Posted: Sun Feb 17, 2008 6:52 pm
by Kathy
December 6, 2002 is when we first heard the words 'You have Cancer'. I had no idea what ASPS was, but I would soon know more about it than the first doctors I went to visit. In fact, the doctor who diagnosed us in State College, Pennsylvania admitted that my case was the first case of ASPS that he had seen.

On the drive home from the diagnosis I felt a lot of pity for myself -- At the time I was 27, married with a son and a child on the way. I had no idea what the next step was, but I finally had an answer for the shooting pain in my leg that had gotten progressively worse over 9 months.
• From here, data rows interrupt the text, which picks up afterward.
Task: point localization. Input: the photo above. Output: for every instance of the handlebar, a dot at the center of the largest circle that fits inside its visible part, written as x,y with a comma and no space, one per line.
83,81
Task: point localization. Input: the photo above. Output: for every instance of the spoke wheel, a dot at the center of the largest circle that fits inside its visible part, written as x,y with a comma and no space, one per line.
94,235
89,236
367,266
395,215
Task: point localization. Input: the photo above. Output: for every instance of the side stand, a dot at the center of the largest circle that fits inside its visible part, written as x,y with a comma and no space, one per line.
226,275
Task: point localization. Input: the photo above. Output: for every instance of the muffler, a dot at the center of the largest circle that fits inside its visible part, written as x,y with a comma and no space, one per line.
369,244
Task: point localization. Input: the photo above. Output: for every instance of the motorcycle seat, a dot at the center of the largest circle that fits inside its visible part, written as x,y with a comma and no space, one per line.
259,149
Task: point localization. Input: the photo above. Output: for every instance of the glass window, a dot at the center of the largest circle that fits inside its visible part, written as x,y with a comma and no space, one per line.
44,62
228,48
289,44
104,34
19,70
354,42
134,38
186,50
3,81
The doc that diagnosed me said that the tumor's closeness to the spine would make surgery difficult. I questioned whether the 9 months I fought my insurance company to pay for a CT Scan made a difference in the disease's progression. Prior to the CT scan, neurologists explained that a tumor was 1 in 10,000. It was most likely a slipped disc or something else pinching a nerve --the CT Scan will just assure that its not cancer and give us the reason for the pain. I knew my fate prior to diagnosis as the neurologist refered me to a specialist to interpret the CT Scan. I looked up the specialist in the hospital directory --surgical oncologist it said --Doomed I thought...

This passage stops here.